C3 builds predictive analytics systems that help customers with maintenance and repair work, fraud detection, money laundering prevention and other services.

Its customers include Royal Dutch Shell, the US Air Force, the US Department of Defence and 3M, with its board members including former US secretary of state Condoleeza Rice and Apple general counsel Bruce Sewell.

In October C3 formed a partnership with Microsoft and Adobe to develop a new customer relationship management (CRM) software platform to compete with Salesforce.com.

Siebel was recruited to Oracle in 1983 before founding enterprise CRM company Siebel Systems in 1993.

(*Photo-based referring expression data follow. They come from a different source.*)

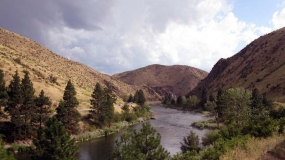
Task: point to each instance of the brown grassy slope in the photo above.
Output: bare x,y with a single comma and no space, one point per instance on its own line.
42,63
177,79
260,64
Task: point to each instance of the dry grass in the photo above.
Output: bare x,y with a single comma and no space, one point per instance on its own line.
43,64
177,79
254,148
260,64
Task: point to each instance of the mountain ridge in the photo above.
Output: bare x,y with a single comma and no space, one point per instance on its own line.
176,79
50,71
260,64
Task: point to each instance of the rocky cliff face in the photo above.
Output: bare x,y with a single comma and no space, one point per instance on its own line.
260,64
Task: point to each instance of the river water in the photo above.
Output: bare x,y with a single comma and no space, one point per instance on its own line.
172,125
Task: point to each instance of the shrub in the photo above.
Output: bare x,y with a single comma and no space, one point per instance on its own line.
210,137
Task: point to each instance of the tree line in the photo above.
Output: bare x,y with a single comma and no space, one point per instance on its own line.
241,113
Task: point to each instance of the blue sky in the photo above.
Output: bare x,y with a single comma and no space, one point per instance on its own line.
258,12
114,36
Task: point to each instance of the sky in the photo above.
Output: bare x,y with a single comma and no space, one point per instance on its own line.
113,36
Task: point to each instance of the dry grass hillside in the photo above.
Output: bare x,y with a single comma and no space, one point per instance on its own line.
50,72
260,64
176,79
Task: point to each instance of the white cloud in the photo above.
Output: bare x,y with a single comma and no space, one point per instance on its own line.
278,19
114,36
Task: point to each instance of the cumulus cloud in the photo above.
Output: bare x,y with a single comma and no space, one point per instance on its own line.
114,36
278,19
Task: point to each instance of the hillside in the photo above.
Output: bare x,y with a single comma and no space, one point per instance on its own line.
50,72
260,64
176,79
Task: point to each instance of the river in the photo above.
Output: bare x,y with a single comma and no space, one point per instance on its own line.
172,124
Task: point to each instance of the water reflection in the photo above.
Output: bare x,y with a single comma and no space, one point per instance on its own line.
172,125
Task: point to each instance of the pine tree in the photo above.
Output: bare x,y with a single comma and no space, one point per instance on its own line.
179,100
140,145
3,94
42,109
141,98
4,154
130,98
54,142
27,109
204,98
219,107
14,103
190,143
96,102
136,97
212,98
66,110
107,114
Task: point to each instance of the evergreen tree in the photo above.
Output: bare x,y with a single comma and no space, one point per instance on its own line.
96,102
141,98
107,114
204,98
190,143
219,107
140,145
66,110
130,98
235,103
54,142
212,98
3,94
42,109
136,97
172,102
27,109
4,154
179,100
14,103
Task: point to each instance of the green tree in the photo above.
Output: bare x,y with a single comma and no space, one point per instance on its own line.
66,110
4,154
140,145
3,94
107,114
54,142
96,102
192,101
235,103
14,103
189,155
141,98
190,143
43,111
179,100
28,106
219,106
204,97
131,99
136,97
212,98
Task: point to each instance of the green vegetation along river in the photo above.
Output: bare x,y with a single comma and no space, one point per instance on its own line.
172,124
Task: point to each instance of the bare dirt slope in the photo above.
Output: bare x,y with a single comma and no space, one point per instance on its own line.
50,72
260,64
177,79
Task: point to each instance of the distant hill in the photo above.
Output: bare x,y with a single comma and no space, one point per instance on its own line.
260,64
50,72
175,79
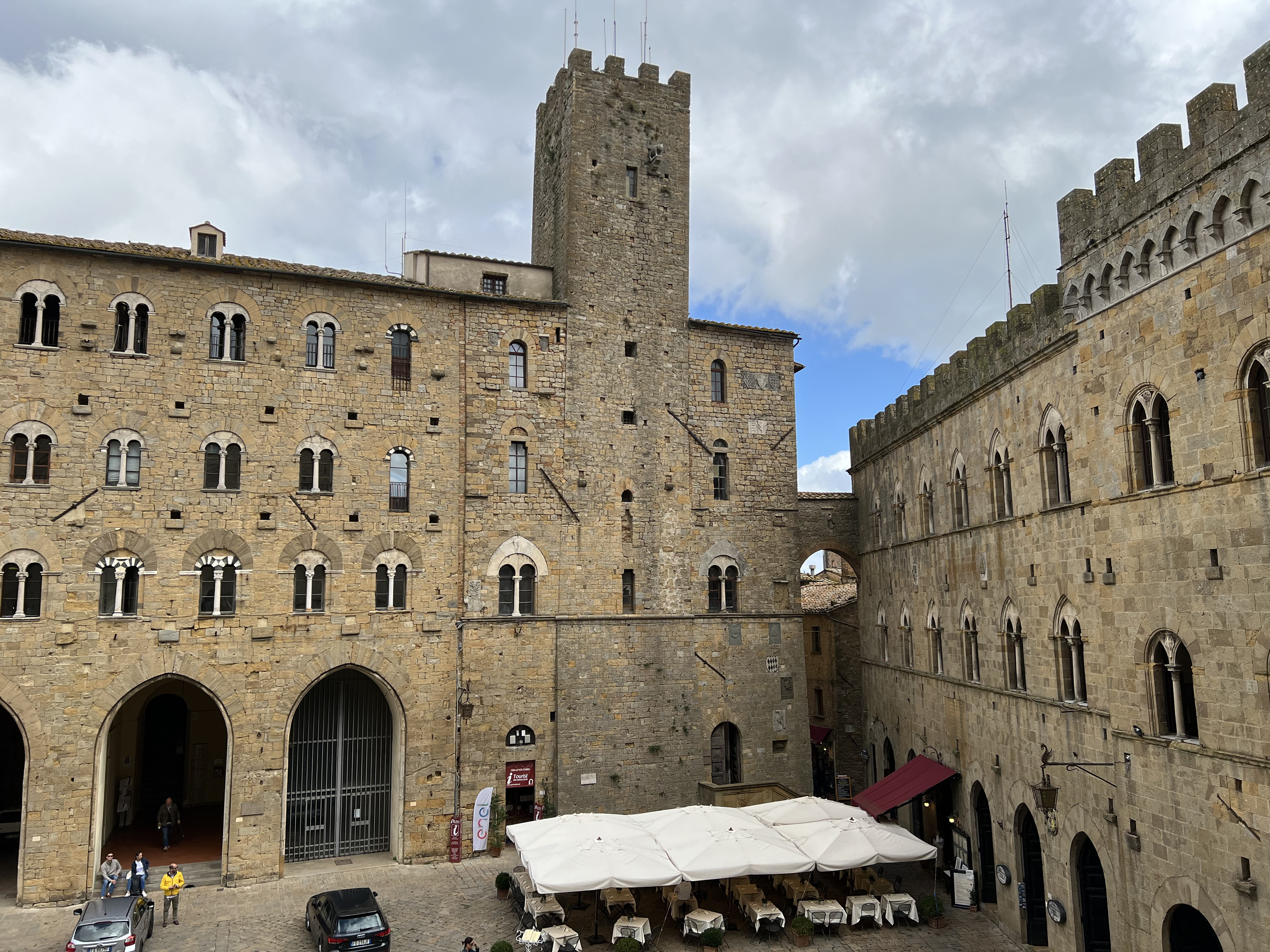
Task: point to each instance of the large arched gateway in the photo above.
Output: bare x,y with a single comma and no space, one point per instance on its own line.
340,771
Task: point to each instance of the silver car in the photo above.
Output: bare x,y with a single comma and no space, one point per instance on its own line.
116,925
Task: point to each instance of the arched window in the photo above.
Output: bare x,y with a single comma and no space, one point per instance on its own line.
124,460
401,359
518,468
223,465
961,494
1154,454
1053,461
516,366
516,581
1071,659
399,482
718,383
309,590
21,588
120,586
719,469
520,737
1017,672
1174,687
970,645
218,583
726,755
391,586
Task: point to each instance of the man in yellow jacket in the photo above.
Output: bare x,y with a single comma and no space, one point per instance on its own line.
172,884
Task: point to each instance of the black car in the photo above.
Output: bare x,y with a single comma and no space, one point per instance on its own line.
347,920
116,925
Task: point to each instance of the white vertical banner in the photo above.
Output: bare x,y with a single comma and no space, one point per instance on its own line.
481,821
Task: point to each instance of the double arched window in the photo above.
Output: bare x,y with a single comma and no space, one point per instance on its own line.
1153,447
321,342
131,324
228,340
1173,687
120,586
223,463
719,470
516,355
718,383
218,583
22,578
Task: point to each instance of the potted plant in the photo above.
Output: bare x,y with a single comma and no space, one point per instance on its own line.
932,909
497,826
803,929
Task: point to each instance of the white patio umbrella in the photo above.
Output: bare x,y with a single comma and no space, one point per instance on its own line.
584,852
717,842
782,813
852,843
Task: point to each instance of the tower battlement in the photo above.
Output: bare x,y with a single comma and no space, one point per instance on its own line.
1220,131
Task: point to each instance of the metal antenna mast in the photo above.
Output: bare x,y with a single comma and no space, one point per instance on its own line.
1010,288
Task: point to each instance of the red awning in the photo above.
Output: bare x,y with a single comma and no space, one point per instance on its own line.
910,781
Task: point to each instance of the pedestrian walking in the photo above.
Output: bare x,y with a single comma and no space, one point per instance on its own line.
170,817
111,871
172,884
138,875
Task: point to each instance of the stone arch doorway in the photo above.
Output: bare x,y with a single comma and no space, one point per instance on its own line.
987,855
341,798
1032,866
1092,896
1188,931
170,738
13,750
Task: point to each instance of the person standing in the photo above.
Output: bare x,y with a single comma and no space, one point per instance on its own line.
111,871
170,816
172,884
138,876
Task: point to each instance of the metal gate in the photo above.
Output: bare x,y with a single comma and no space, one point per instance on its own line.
340,771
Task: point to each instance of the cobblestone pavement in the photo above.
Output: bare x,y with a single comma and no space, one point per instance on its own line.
436,907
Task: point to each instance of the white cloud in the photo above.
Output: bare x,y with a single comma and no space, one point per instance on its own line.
826,475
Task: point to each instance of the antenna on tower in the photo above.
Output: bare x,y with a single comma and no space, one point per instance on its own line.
1010,288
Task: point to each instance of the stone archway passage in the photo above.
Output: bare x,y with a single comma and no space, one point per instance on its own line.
340,770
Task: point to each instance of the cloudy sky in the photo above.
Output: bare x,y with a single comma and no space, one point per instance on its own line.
849,159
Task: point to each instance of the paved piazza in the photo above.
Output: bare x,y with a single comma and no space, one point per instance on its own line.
435,907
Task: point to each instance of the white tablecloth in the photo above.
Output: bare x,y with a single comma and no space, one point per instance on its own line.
702,920
563,939
643,931
822,912
758,912
900,904
618,898
866,908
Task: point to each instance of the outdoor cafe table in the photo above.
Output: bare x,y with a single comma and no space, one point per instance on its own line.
643,930
618,898
900,903
702,920
866,908
563,939
824,912
760,911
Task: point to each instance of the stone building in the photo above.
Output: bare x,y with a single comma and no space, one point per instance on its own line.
1064,545
322,553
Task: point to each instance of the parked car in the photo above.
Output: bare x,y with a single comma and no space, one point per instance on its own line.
116,925
11,824
347,920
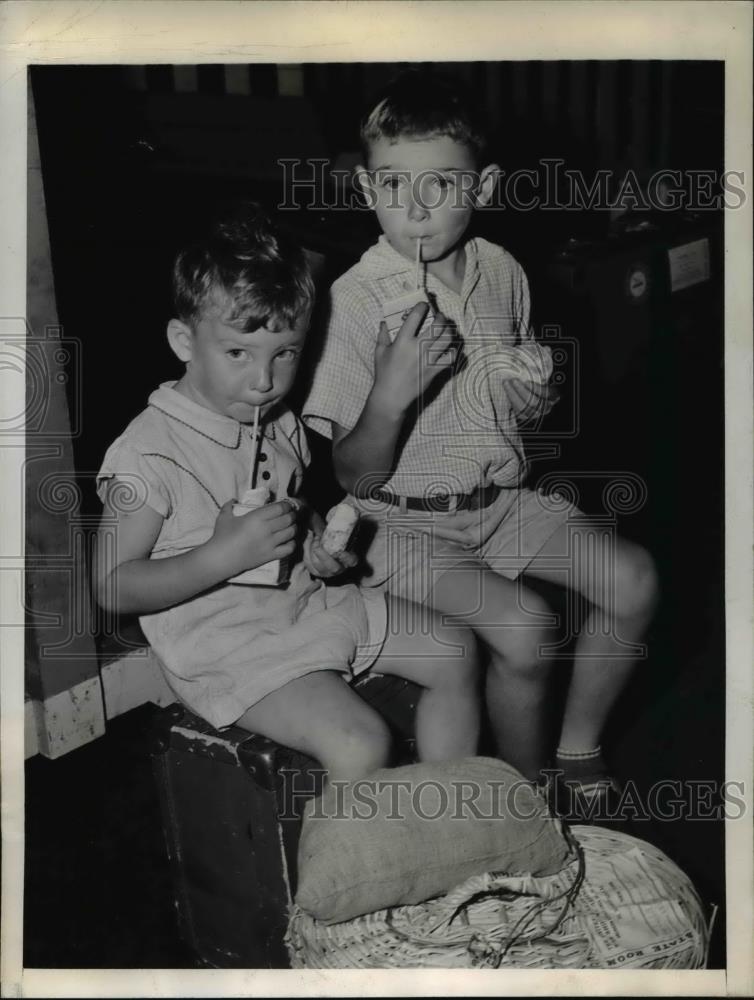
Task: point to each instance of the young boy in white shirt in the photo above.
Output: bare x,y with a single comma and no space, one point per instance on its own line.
426,439
272,659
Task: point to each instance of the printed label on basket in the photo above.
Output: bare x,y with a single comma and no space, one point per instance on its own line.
689,264
624,930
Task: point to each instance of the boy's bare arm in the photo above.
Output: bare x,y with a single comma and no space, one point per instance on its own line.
365,456
126,580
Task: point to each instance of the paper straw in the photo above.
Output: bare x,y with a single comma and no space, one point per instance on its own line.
254,448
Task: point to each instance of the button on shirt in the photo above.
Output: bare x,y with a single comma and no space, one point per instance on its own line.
463,434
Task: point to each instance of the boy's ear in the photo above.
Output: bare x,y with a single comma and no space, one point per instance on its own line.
181,339
488,179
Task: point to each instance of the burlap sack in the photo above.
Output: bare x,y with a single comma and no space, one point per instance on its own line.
408,834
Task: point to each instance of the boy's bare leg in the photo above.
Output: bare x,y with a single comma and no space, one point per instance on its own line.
515,625
618,578
321,716
441,658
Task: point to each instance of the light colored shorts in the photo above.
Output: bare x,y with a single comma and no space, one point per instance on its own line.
410,550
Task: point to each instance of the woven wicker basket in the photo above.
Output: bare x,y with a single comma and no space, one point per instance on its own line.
620,903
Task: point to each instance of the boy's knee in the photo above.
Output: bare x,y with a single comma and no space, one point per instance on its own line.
457,672
356,753
636,583
524,642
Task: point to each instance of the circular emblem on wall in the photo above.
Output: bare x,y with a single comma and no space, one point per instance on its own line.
637,282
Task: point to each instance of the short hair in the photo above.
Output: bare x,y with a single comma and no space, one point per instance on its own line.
424,103
244,268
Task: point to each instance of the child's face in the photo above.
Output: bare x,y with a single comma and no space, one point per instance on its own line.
231,372
424,187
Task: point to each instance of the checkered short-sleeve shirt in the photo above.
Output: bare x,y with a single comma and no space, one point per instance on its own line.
464,432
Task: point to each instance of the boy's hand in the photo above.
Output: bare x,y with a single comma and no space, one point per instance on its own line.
407,367
253,539
321,563
531,399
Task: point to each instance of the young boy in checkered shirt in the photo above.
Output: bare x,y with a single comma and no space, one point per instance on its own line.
426,439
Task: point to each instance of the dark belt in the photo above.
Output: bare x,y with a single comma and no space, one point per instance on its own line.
478,499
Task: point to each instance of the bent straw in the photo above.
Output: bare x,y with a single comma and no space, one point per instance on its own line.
254,448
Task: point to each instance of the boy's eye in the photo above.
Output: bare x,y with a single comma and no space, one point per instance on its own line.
391,182
289,354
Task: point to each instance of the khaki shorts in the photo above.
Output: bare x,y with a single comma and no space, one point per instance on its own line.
410,550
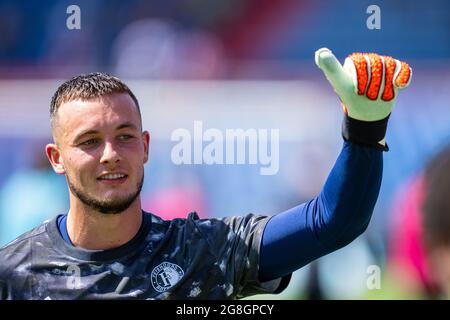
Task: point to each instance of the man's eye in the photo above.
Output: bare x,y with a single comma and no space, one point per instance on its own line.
125,137
89,142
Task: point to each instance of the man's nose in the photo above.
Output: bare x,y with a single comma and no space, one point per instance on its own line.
110,154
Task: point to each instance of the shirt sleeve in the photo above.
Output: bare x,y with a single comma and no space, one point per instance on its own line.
236,242
339,214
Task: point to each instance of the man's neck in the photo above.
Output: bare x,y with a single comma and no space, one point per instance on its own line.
93,230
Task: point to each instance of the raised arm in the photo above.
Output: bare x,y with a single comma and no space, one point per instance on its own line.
367,86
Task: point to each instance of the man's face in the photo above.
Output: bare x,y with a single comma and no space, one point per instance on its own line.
102,150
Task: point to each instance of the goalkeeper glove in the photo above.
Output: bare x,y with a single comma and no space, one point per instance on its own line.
367,85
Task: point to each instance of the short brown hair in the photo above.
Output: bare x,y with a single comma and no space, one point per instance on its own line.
88,86
436,206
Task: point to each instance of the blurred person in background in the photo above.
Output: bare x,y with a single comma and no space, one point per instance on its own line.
407,266
29,197
436,219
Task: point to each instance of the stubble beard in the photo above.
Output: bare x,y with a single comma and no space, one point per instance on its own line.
115,206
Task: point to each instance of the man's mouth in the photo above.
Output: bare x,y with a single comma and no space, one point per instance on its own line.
113,178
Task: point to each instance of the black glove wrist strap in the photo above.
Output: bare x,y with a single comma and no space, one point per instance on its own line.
367,133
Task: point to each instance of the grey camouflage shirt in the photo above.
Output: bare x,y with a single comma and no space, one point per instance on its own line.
188,258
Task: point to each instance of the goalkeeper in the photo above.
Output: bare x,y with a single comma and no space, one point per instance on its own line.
107,247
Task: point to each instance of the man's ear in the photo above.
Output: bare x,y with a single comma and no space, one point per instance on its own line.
54,156
146,138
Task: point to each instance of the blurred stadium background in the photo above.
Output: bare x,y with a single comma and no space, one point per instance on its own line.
233,64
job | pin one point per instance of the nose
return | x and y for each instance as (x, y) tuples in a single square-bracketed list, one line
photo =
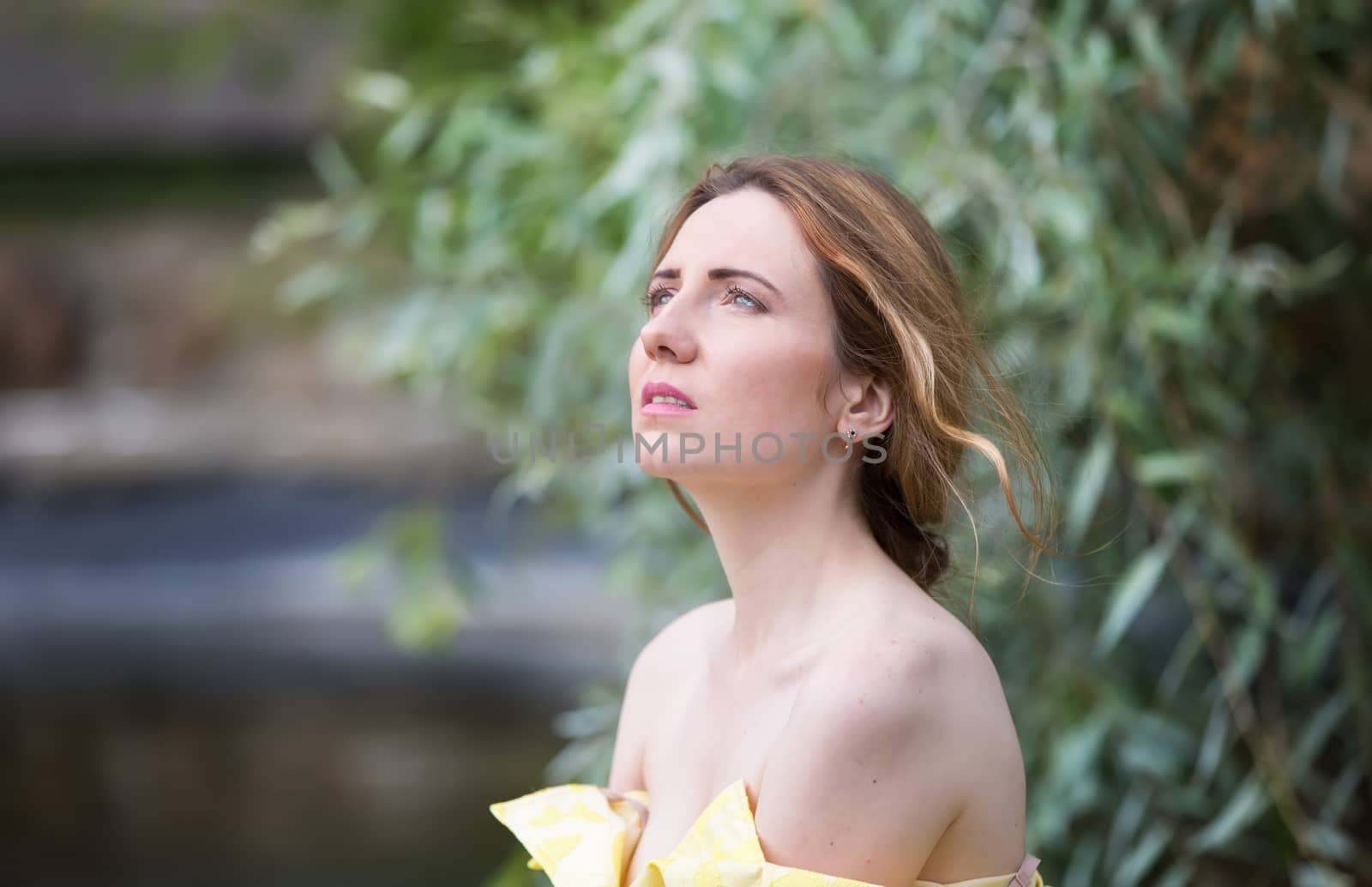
[(667, 336)]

Oracle bought Siebel Systems in 2006, after which Siebel founded C3.

Enterprise AI

“Our singular focus is to leverage our technology leadership, first-mover advantage and management leadership to establish and maintain a global leadership position in Enterprise AI,” Siebel said in a statement.

“Should we succeed at that objective, we will have built C3.ai into one of the world’s great software companies.”

The company claims to be carrying out 1.1 billion predictions per day for its clients.

Siebel and private equity firm TPG are C3’s biggest owners, according to its prospectus.

The company reported a net loss of $69m for the year ended 30 April, compared to $33m the previous year, with revenue rising about 71 percent over the same period.

Morgan Stanley, JPMorgan Chase & Co. and Bank of America are leading the offering.  C3 is planning to list under the symbol AI.